Daniela, elle, est arrivée en Suisse à l’âge de 10 ans. Après avoir terminé la scolarité obligatoire sans décrocher de diplôme, elle a travaillé plusieurs années dans une usine. Le jour où celle-ci a fermé, elle s’est retrouvée au chômage. A 23 ans, elle a encore la vie devant elle et nourrit fermement l’espoir de devenir vendeuse. Au moment de notre rencontre, elle a un petit garçon de 2 ans et est enceinte de huit mois. Elle vit un calvaire : « Mon conseiller m’a obligée à faire quelque chose pour que je ne reste pas à la maison. Mais pour moi, ce n’est vraiment pas facile. » Se moquant ouvertement de ses projets professionnels, son conseiller en placement l’a envoyée dans une « entreprise » de tri de déchets électroniques qui fonctionne uniquement avec des sans-emploi. Elle se lève à l’aube pour amener son fils chez sa mère et s’échine ensuite toute la journée à démonter des télévisions usagées. Elle n’ose pas dire que son activité met sa grossesse en danger, de peur d’être sanctionnée ou, pire à ses yeux, de perdre son droit aux indemnités de chômage et de se retrouver mère au foyer.
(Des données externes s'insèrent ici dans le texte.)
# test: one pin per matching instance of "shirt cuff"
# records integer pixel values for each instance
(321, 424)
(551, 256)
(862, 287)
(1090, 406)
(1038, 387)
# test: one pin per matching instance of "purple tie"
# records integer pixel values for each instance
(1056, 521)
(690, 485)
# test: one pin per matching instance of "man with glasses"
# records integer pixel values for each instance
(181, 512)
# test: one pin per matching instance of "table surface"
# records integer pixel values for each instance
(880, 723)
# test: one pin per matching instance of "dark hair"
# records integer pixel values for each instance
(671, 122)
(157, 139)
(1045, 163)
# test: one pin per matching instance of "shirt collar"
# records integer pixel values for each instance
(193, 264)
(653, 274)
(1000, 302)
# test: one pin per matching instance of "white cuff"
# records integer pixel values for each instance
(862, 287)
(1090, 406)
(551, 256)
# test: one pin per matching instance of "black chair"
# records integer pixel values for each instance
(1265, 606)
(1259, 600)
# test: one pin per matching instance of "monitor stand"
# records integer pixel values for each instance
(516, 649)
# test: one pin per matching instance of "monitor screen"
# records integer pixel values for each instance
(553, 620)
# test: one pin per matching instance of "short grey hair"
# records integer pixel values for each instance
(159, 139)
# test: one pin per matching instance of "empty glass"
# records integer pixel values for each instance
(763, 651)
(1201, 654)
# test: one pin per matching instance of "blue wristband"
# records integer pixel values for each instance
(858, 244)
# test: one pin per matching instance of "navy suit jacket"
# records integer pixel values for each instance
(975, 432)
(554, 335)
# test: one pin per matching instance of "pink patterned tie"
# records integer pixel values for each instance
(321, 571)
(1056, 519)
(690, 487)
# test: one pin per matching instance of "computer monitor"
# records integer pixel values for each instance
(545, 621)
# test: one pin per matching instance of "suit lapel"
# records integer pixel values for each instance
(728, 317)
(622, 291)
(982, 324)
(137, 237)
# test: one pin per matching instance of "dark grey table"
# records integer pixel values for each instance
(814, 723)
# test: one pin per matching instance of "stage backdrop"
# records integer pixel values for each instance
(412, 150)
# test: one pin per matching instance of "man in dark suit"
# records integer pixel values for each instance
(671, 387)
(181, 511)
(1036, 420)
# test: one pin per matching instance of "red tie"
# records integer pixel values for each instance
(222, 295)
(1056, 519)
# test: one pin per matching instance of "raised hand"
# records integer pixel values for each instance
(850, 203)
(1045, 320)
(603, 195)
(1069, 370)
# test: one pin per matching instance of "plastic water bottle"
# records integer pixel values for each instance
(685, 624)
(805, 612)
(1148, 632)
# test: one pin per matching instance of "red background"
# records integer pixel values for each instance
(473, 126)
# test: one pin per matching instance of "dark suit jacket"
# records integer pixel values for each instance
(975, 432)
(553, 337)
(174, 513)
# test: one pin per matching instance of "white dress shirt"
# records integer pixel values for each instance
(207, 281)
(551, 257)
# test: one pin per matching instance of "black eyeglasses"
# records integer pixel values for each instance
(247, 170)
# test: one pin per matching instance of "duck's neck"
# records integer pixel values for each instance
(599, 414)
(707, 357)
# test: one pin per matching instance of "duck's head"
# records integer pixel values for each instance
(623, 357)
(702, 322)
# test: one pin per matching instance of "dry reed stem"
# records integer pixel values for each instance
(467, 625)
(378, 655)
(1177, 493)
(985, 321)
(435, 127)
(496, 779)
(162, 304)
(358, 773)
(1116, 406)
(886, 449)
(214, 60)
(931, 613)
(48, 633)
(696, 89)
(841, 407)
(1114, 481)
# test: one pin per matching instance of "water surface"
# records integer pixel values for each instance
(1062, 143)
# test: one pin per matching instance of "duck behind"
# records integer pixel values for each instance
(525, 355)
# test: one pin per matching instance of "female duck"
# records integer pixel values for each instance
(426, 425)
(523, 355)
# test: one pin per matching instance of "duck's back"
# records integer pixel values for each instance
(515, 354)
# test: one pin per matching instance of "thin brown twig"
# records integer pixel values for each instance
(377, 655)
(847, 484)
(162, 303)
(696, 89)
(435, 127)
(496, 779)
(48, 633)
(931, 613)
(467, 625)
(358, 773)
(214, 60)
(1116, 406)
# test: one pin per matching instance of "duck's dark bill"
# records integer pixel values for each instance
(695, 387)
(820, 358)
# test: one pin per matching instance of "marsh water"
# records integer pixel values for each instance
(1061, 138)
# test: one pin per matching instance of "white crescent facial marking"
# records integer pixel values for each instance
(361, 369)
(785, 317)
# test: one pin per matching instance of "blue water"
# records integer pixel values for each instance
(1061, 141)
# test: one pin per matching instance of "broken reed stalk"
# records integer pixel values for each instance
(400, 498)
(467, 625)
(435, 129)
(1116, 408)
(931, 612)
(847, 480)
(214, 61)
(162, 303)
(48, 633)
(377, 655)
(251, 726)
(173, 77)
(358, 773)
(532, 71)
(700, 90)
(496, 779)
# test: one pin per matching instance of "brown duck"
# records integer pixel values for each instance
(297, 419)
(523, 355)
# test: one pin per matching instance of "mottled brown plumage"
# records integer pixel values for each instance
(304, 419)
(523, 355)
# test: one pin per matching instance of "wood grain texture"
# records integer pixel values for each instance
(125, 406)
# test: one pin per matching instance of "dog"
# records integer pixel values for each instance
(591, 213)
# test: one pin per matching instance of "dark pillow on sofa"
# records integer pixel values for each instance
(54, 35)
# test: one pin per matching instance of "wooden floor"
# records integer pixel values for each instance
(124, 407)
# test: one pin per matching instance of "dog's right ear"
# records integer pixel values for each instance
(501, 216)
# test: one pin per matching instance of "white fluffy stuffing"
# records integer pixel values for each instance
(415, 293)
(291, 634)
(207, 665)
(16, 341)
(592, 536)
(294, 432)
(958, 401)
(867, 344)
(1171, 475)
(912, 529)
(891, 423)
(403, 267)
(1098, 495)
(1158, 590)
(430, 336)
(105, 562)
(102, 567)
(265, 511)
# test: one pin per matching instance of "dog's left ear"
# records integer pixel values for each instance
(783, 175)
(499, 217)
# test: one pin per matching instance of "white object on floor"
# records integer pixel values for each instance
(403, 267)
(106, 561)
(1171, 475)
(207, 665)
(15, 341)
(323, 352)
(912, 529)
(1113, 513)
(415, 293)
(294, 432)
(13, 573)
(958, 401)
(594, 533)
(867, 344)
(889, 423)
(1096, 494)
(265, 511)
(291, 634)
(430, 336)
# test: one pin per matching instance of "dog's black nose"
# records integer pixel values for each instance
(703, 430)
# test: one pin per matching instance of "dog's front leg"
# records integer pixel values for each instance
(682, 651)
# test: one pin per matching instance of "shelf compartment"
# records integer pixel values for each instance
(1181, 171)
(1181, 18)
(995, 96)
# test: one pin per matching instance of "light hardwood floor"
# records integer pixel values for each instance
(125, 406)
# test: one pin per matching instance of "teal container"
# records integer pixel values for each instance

De son côté, Joshua attend la retraite avec impatience. Logisticien de formation, à l’assistance publique depuis cinq ans, il décrit cette période comme une descente aux enfers. Lorsque son conseiller lui propose d’exercer une activité, il se montre enthousiaste. D’autant que l’intitulé de son poste est le même qu’au temps où il avait un emploi. A une différence près : aujourd’hui, il remplit des fiches de commandes fictives pour des clients imaginaires.